For instance, while at the White House, DeRusha and Scott collaborated on investigating China’s alleged breach of the Office of Personnel Management, an infamous hack that occurred prior to both men’s employment and affected million of current and former federal employees.
Just last month, the Google Threat Analysis Group warned that reputed Chinese advanced persistent threat group APT 31 targeted Biden’s campaign with phishing emails, while suspected Iranian threat actor APT35 (Iran, aka Rocket Kitten and Magic Hound) attempted to phish President Donald Trump reelection campaign. Neither campaign showed signs of compromise, but concerns remain of a potential repeat of Russia’s 2016 hack of then presidential candidate Hillary Clinton’s campaign and the Democratic National Committee, which resulted in damaging data leaks.
Baccio said he believes the Biden campaign already sports a “great security posture,” but there’s still time to make significant improvements to help thwart outside threats. “Campaigns operate at a pace that — it’s to hard to describe — it’s a breakneck speed, and so… I think you can roll [cyber solutions and policies] with that same pace.”

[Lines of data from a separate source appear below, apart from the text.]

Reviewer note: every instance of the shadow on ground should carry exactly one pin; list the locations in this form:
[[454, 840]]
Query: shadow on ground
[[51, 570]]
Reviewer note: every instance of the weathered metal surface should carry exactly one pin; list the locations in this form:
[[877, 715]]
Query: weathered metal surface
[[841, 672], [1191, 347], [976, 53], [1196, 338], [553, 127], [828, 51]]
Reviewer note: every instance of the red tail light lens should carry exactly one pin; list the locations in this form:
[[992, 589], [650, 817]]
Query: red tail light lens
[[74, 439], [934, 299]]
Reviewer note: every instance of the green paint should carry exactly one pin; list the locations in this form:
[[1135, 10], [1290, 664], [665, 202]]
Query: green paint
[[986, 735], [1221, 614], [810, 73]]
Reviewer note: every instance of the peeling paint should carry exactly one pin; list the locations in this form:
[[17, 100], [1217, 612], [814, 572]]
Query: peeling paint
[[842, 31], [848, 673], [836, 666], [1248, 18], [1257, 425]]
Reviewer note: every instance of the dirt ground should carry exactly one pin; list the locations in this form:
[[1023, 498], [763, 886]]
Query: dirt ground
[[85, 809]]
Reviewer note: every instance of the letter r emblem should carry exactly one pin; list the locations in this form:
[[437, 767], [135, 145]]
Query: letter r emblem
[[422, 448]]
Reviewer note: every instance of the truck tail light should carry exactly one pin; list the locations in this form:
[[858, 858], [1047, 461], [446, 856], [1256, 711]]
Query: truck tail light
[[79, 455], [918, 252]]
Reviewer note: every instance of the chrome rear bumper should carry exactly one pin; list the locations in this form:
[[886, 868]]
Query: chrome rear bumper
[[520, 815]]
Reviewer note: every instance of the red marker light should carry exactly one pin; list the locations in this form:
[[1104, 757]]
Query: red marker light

One thing that would no doubt help DeRusha in this regard however, is if Biden’s campaign managers share in the CISO’s vision — a luxury that Baccio, at the time of his resignation, said he wasn’t afforded.
Baccio explained how DeRusha can avoid this same fate: “Make sure that you get a seat at the table” by regularly opening channels of communication with senior management and engage in dialogue regarding which protections must be prioritized and where to allocate budget and time.
“I think those discussions with campaign leadership are gong to determine the direction of the program,” said Baccio. “Just establishing the pace and having that conversation initially — that’s where the first step starts. And, after that, things pivot, things change, especially on a campaign, and you revisit things as we go along.
“But I think that initial conversation is super important to have and I guarantee that he’s already had it.”
Scott believes DeRusha is up for the challenge.
“I have nothing but the highest regard for Chris and his skills,” said Scott. “He’s one of the guys that can take complex technical stuff and make it accessible to people who aren’t techies and aren’t doing this kind of stuff every day.”
For its part, Biden’s campaign in a statement affirmed its commitment to developing a strong cyber posture under its DeRusha. “Biden for President takes cybersecurity seriously and is proud to have hired high quality personnel with a diverse breadth of experience, knowledge, and expertise to ensure our campaign remains secure,” said Biden for President, which also announced the hiring of Jacky Chang, senior technologist at tech-based philanthropy initiative Schmidt Futures, as its newly hired CTO. “Jacky and Chris will be central to strengthening the infrastructure we’ve built to mitigate cyber threats, bolster our voter protection efforts, and enhance the overall efficiency and security of the entire campaign.”